Но не у всех хватало денег, чтобы пользоваться парильнями, а в деревне последних не было. Однако хватает рассказов и изображений, посвященных этому занятию: девушки купают молодого искателя Грааля, служанка растирает мочалкой даму в лохани, крестьянин плещется в источнике. В жилищах для этого выделяли, в зависимости от социального уровня, специальное помещение в замке, угол на кухне в бюргерском доме, простой ушат или даже ведро в хижине. В XIV веке упоминается даже умывальник, наполняемый из кувшина, откуда вода вытекала при удалении затычки. Воду приносили снаружи, из колодца или источника, если только по улицам не ходил водонос, как в Италии. Ноги обычно мыли перед сном, лицо — после сна, руки — перед едой, зубы при случае чистили порошком из каракатицы. Но в деревне мытье всего тела могло быть лишь составной частью семейного праздника.
Наши источники, даже самые вольные фаблио, совершенно умалчивают о том, как удаляли человеческие испражнения и мочу. Эти действия, жизненно необходимые и повторяющиеся, скрыты под плотным покровом. Что это? Стыдливость? Пренебрежение? Смирение перед этими настоятельными нуждами? Хроники безмолвны: эти короли, эти сеньоры, эти епископы, эти рыцари никогда не испытывали естественных потребностей, ни в сражении, ни на проповеди.
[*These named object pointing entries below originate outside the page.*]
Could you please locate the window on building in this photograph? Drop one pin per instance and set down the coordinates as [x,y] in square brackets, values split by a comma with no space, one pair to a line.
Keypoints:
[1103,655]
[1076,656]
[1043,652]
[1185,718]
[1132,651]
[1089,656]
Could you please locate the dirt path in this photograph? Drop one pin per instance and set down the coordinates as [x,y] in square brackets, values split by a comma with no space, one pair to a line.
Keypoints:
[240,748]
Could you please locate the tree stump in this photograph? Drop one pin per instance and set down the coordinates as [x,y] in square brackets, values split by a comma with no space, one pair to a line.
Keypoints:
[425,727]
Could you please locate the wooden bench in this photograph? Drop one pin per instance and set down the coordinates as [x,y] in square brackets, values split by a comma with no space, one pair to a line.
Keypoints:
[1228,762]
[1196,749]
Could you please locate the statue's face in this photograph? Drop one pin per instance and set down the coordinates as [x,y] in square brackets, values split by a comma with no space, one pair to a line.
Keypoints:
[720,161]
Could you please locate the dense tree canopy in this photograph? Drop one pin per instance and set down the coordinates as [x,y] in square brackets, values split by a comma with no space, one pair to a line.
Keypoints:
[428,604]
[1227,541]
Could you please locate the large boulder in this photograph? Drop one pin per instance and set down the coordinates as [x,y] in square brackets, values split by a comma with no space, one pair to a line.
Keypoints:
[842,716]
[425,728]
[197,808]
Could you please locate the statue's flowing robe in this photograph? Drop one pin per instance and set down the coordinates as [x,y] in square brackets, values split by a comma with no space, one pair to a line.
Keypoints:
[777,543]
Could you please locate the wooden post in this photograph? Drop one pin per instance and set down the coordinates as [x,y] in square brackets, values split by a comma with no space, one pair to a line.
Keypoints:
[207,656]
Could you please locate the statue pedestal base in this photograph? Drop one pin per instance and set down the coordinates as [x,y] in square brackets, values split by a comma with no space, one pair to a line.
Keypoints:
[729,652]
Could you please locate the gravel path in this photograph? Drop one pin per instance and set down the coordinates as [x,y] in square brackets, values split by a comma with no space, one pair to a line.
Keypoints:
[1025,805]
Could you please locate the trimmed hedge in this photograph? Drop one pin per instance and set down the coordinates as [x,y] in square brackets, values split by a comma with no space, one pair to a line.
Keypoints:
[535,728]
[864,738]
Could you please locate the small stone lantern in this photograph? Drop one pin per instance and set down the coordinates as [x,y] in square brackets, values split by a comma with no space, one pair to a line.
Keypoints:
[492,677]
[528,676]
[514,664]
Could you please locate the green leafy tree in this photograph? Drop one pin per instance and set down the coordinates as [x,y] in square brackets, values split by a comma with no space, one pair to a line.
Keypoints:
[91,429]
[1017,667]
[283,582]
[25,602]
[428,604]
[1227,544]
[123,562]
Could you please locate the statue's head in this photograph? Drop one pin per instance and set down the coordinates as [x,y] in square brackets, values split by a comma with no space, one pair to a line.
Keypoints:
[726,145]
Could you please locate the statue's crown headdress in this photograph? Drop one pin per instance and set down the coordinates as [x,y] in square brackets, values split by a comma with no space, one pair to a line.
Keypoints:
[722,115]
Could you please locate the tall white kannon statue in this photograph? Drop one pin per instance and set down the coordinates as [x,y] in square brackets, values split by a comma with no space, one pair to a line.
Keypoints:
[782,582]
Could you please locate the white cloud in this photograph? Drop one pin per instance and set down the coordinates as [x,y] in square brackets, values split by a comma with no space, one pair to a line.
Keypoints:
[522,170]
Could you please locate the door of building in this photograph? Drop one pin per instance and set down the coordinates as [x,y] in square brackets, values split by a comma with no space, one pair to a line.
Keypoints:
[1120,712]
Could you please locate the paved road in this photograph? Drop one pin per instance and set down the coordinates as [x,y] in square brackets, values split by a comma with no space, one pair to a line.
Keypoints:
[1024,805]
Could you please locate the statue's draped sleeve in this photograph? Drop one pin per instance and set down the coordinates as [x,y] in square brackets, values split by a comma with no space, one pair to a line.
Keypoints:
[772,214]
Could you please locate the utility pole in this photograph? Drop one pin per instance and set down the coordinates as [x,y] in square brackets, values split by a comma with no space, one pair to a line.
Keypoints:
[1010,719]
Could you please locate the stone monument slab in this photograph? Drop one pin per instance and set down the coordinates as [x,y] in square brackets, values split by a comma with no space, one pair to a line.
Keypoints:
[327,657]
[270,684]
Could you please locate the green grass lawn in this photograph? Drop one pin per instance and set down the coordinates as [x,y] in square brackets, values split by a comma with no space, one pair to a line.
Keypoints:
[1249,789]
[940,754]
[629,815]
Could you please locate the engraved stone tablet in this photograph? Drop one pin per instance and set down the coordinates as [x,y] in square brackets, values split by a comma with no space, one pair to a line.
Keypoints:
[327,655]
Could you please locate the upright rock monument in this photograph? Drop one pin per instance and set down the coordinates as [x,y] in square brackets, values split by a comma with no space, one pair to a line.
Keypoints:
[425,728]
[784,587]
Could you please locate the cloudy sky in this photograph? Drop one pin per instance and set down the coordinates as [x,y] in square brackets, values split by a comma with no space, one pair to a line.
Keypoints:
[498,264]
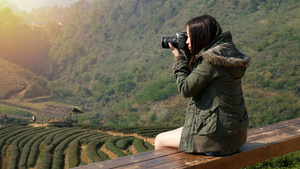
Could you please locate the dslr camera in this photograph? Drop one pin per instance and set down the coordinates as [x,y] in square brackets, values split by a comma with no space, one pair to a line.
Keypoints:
[178,42]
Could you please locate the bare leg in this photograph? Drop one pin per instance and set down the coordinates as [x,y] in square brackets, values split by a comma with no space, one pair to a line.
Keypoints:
[168,139]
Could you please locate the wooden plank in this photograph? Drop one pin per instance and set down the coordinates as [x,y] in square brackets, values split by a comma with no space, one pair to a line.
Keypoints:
[235,161]
[270,127]
[282,132]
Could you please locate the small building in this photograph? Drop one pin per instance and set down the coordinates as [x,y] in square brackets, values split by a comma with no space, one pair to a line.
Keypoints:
[59,115]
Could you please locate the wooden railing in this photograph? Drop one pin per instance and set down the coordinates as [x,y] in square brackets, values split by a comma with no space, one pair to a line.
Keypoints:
[263,143]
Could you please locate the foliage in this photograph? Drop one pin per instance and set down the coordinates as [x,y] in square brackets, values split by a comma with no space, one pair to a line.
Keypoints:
[290,160]
[105,56]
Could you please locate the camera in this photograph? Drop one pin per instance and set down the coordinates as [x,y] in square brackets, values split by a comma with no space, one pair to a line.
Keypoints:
[178,42]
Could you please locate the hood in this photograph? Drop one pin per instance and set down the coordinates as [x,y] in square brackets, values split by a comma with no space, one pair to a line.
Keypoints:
[223,52]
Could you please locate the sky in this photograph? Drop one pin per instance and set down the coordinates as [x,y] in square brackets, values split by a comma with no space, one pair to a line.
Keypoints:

Однако нам сообщают, что Вильгельм Незаконнорожденный, бегущий от мятежных баронов, едва не попал в плен, потому что ему пришлось ненадолго спешиться. А что было бы в более позднее время, если бы Генрих III не сидел на стульчаке, когда его застал убийца, или Наполеона при Ватерлоо не мучили колики? Нам гораздо больше известно о повинности, состоявшей в разбрасывании загрязнившейся подстилки из хлева, нежели об участи человеческих фекалий, хоть они и были важны для удобрения ближайшего сада. То есть мы почти ничего об этом не знаем. В деревне, без сомнения, свои обширные пространства, свои рощи, свои ручьи предоставляла природа, и ведра делали свое дело. Что было в городе, нам сообщают иконография и археология: там имелись общественные отхожие места, которые строились либо на речном берегу, либо над ямами, где на круглые бревна укладывали доски с отверстиями; в частных жилищах уборными иногда служили будочки во дворе, сохранилось даже изображение пиктограммы с одной из них — ночного горшка; и, наконец, могла использоваться выходящая наружу труба, сток которой образовал выступ: тем хуже для прохожих! Самым усовершенствованным решением, но появившимся только в XV веке, была «комната для уединения» — с сиденьем, стоком, от которого ко рву или желобу шел терракотовый трубопровод, и «вентиляционным окошком», дававшим возможность этому «удобству» проветриваться. А личный туалет после пользования? Бумаги до XV века не было; хлопок слишком дорог; ткань не годилась. Тогда что же? Листья? А скорее, обходились и так.